Bush fills Pentagon's top acquisition post

Acting Undersecretary Michael Wynne gets the job temporarily, while Kenneth Krieg is nominated to fill it permanently.

President Bush late Friday gave Michael Wynne, the acting undersecretary of Defense for acquisition, technology and logistics, a recess appointment to fill that job, but then also nominated Pentagon official Kenneth Krieg to replace Wynne permanently.

Wynne's nomination has languished in the Senate Armed Services Committee since November 2003, along with other Pentagon civilian nominations, after Senate Armed Services member John McCain, R-Ariz., objected to their consideration. McCain did so to force the Pentagon to provide information about the Air Force's plan to lease Boeing airliners for use as refueling tankers, a deal McCain has strongly criticized.

Wynne's recess appointment came as a surprise to many on Capitol Hill who for months have anticipated Bush's nomination of Krieg, who currently heads the Pentagon's Office of Program Analysis and Evaluation and is a member of Defense Secretary Rumsfeld's inner circle.

Recess appointments enable appointees to serve until the end of the next session of Congress or until someone is confirmed by the Senate for the job. So unless the Senate allows Krieg's nomination to languish through the end of next session -- an unlikely scenario, according to one Senate aide -- Wynne will have to forfeit his new job upon Krieg's confirmation. According to one Senate aide, Krieg's effort to ensure the Boeing tanker lease negotiations were conducted in a manner consistent with government accounting practices and subject to appropriate levels of internal oversight "was one of the few positive elements of the original proposal, and his leadership in that regard is duly noted."
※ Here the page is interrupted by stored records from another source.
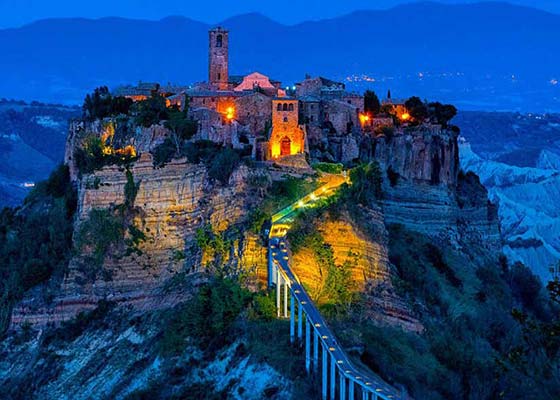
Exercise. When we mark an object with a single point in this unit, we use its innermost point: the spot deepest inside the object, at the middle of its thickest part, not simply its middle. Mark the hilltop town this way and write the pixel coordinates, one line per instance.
(244, 239)
(276, 122)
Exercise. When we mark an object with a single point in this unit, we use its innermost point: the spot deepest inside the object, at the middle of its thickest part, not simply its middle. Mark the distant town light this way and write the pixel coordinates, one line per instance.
(230, 112)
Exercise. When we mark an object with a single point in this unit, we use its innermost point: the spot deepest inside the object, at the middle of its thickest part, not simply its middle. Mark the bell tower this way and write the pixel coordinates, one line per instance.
(218, 58)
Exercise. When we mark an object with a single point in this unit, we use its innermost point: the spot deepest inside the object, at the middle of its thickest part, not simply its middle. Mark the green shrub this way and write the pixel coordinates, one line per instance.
(207, 318)
(330, 168)
(222, 165)
(151, 111)
(366, 183)
(393, 176)
(101, 104)
(72, 329)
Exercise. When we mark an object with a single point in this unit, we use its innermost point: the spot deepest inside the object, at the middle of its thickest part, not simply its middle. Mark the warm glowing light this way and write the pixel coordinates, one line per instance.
(364, 118)
(129, 151)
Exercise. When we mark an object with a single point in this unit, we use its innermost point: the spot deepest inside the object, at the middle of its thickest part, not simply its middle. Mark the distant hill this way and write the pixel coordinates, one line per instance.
(32, 138)
(485, 55)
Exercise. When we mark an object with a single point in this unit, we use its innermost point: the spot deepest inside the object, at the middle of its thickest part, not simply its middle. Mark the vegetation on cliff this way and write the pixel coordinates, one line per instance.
(109, 231)
(489, 329)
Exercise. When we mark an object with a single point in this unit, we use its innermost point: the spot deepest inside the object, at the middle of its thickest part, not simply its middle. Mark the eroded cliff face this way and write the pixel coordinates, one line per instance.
(171, 204)
(361, 249)
(424, 190)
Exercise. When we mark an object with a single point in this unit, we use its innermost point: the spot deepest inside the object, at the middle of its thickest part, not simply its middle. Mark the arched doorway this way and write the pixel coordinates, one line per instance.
(285, 146)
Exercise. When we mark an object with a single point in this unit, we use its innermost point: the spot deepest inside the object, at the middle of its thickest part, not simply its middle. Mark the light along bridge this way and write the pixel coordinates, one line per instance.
(339, 378)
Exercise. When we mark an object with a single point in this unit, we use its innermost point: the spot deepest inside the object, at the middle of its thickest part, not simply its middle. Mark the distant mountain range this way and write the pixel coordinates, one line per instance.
(481, 56)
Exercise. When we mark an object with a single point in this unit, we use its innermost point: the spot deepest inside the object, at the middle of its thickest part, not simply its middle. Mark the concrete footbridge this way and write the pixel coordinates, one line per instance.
(339, 378)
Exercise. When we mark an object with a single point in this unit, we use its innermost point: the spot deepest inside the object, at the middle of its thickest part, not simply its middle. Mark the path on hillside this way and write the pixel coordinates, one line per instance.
(352, 381)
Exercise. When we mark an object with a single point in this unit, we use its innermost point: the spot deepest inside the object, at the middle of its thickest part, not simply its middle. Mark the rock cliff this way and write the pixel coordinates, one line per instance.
(423, 189)
(172, 203)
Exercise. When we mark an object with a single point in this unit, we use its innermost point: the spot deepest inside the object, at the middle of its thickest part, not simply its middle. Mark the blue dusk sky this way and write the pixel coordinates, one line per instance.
(14, 13)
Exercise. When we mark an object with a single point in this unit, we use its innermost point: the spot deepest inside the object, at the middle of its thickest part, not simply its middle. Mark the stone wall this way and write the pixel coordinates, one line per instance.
(341, 115)
(254, 111)
(424, 167)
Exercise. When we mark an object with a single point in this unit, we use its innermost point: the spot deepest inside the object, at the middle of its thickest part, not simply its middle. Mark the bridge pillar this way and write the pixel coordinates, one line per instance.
(300, 321)
(307, 345)
(285, 298)
(325, 372)
(315, 349)
(292, 319)
(278, 289)
(333, 377)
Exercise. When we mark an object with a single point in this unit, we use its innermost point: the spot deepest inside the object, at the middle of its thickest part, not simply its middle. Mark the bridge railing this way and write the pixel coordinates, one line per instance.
(351, 380)
(311, 197)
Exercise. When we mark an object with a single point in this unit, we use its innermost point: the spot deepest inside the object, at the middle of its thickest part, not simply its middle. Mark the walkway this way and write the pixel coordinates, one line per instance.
(351, 383)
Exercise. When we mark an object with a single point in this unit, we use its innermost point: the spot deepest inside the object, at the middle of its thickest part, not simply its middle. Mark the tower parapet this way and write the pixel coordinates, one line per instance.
(218, 54)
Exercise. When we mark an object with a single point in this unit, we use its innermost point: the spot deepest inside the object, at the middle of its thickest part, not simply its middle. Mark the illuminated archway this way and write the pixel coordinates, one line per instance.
(285, 146)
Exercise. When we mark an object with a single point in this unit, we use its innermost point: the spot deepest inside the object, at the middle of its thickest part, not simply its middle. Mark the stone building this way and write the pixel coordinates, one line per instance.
(287, 136)
(254, 112)
(218, 58)
(326, 104)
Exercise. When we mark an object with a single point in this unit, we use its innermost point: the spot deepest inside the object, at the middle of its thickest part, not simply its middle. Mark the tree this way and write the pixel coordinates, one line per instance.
(417, 109)
(101, 104)
(151, 111)
(442, 113)
(182, 128)
(371, 102)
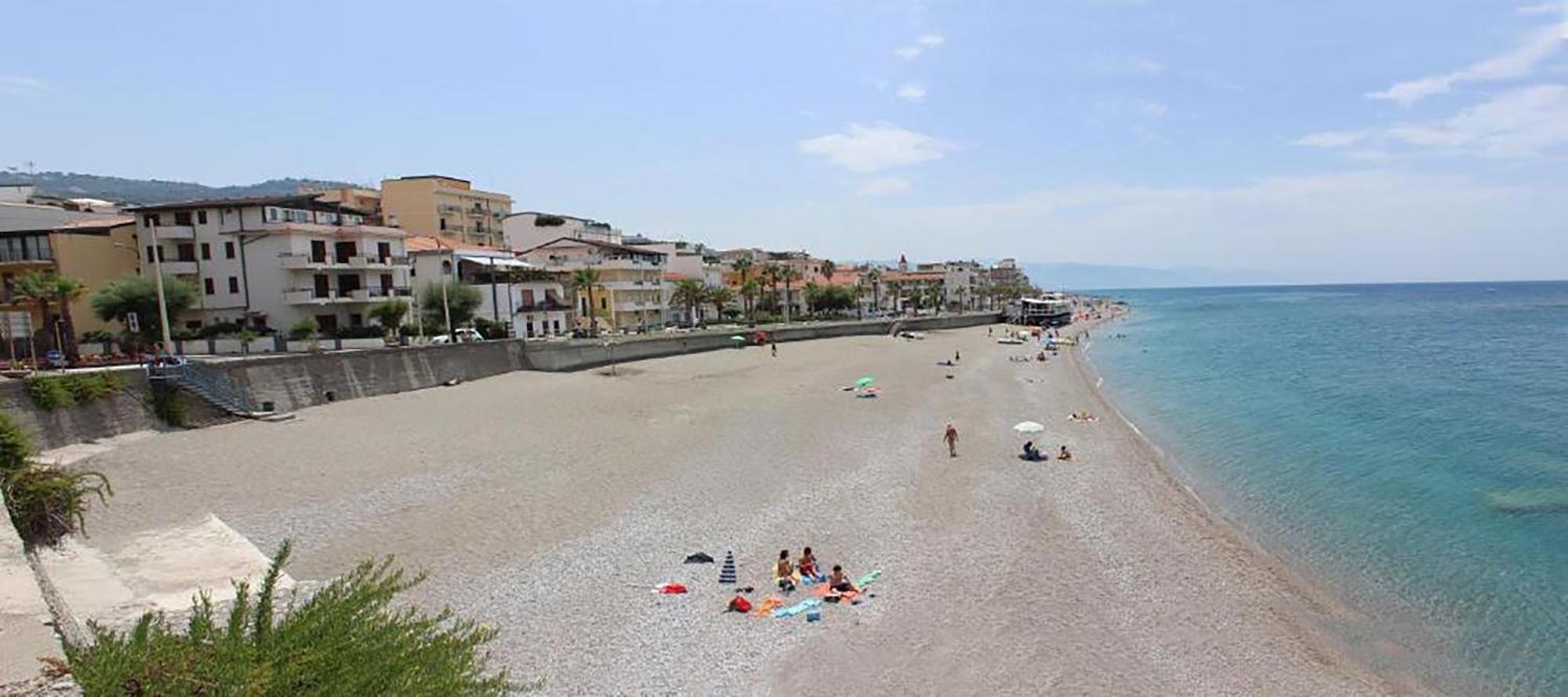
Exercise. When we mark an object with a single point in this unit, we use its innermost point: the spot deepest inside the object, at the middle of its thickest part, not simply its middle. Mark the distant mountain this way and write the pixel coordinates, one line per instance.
(150, 191)
(1092, 277)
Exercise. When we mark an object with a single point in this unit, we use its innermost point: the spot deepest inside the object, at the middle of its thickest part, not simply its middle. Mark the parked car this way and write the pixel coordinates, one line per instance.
(465, 335)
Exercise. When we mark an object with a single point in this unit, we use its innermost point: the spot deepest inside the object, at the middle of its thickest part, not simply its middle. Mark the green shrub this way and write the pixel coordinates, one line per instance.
(15, 446)
(305, 329)
(48, 504)
(167, 404)
(49, 393)
(347, 639)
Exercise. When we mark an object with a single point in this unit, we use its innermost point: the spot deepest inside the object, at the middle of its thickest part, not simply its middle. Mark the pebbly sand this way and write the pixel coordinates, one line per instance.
(550, 504)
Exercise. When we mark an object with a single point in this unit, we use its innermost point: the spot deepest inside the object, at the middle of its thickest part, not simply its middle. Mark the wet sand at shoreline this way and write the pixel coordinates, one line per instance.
(550, 504)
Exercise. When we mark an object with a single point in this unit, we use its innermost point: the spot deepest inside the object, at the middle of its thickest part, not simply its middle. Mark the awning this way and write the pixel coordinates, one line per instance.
(496, 261)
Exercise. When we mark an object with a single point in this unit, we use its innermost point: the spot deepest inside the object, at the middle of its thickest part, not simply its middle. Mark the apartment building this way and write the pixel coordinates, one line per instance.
(451, 208)
(90, 249)
(531, 299)
(532, 228)
(630, 296)
(272, 261)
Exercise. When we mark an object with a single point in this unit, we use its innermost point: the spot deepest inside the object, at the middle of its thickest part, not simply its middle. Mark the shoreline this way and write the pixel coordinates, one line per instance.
(1319, 606)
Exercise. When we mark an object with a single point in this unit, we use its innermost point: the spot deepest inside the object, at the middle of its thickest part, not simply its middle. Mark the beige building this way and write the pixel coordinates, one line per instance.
(630, 294)
(90, 249)
(451, 208)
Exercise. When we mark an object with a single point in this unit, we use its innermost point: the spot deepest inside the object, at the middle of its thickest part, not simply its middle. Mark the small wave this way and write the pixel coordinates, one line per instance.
(1530, 499)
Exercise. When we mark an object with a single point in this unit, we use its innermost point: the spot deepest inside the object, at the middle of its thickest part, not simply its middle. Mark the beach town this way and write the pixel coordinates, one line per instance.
(896, 477)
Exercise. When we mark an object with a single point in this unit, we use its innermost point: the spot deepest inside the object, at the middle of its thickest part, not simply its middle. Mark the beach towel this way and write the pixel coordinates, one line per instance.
(797, 608)
(768, 606)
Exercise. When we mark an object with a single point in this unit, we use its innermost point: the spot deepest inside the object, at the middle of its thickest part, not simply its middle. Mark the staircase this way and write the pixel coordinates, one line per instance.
(212, 387)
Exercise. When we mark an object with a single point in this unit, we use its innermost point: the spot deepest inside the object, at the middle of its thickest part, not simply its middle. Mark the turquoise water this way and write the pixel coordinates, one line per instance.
(1406, 446)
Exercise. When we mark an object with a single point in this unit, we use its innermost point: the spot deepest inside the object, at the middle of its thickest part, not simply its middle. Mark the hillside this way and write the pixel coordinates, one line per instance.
(148, 191)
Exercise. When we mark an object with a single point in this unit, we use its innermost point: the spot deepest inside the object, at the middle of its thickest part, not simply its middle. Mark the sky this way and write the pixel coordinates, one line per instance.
(1395, 140)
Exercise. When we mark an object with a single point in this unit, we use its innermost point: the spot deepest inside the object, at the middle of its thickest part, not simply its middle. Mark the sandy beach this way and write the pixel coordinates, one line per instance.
(550, 504)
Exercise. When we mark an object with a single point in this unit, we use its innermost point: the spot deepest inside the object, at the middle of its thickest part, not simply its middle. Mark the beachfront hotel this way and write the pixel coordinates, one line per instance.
(630, 294)
(451, 208)
(272, 261)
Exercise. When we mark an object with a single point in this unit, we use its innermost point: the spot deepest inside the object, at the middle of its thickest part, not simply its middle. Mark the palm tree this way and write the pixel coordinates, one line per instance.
(37, 288)
(720, 297)
(749, 292)
(67, 291)
(742, 267)
(789, 274)
(584, 280)
(689, 294)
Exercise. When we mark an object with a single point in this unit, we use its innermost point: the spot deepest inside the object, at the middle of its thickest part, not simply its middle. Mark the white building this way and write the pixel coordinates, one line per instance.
(529, 230)
(272, 261)
(528, 297)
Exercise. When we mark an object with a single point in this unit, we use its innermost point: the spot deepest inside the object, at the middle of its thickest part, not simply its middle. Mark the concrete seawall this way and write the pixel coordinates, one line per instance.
(294, 382)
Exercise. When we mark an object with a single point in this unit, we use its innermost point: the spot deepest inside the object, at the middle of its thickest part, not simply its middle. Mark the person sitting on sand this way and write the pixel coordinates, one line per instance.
(783, 573)
(1031, 452)
(838, 581)
(808, 565)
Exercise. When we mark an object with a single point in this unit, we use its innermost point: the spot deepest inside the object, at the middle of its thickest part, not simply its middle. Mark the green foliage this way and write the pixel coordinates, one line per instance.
(48, 504)
(463, 300)
(169, 405)
(390, 314)
(305, 329)
(16, 448)
(139, 294)
(346, 639)
(49, 393)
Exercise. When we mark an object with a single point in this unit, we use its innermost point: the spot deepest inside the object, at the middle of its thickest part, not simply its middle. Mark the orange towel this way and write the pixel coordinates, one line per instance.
(766, 608)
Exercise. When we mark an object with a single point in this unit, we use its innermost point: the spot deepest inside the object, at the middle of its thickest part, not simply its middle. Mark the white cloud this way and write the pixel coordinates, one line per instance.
(920, 46)
(876, 148)
(20, 85)
(1362, 225)
(1520, 123)
(884, 187)
(1514, 64)
(1544, 9)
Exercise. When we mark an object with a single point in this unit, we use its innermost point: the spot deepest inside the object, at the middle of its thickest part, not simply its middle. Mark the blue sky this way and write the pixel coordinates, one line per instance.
(1329, 140)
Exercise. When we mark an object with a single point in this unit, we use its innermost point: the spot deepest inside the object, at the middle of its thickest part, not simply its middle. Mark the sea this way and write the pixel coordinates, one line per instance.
(1401, 446)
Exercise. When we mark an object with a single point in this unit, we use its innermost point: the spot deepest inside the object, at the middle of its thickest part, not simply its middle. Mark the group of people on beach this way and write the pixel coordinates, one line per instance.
(788, 575)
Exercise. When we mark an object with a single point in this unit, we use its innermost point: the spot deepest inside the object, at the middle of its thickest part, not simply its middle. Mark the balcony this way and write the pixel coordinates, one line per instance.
(175, 231)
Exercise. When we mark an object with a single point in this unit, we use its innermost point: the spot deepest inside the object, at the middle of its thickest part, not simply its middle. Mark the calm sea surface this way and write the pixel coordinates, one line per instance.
(1406, 446)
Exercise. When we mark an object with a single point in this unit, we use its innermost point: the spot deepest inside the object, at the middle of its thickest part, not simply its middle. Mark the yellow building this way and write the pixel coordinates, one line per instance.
(630, 294)
(93, 250)
(432, 205)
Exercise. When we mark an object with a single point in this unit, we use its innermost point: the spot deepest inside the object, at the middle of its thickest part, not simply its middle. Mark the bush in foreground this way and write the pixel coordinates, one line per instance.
(346, 639)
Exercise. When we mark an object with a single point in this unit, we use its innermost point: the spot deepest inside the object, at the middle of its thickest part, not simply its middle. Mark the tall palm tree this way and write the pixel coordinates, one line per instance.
(67, 291)
(584, 280)
(789, 274)
(742, 267)
(689, 294)
(37, 288)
The moves also dispelled any confusion over the likelihood that Navy acquisition chief John Young might be named to the post. Late last year the White House floated Young's name for the job, although Armed Services Committee staff members promptly asserted that Young -- despite a distinguished career -- lacks the private sector management experience that by law the job requires. Krieg's name surfaced a short time later. Bush's decision to make the Wynne and Krieg appointments Friday were obscured by his decision to give recess appointments to all nine members of the new Defense Base Closure and Realignment Commission. That step was taken to get around the opposition of Senate Rules Chairman Lott, who had put a hold on the nomination of former VA Secretary Principi to head the commission and threatened to do the same with the other eight nominees.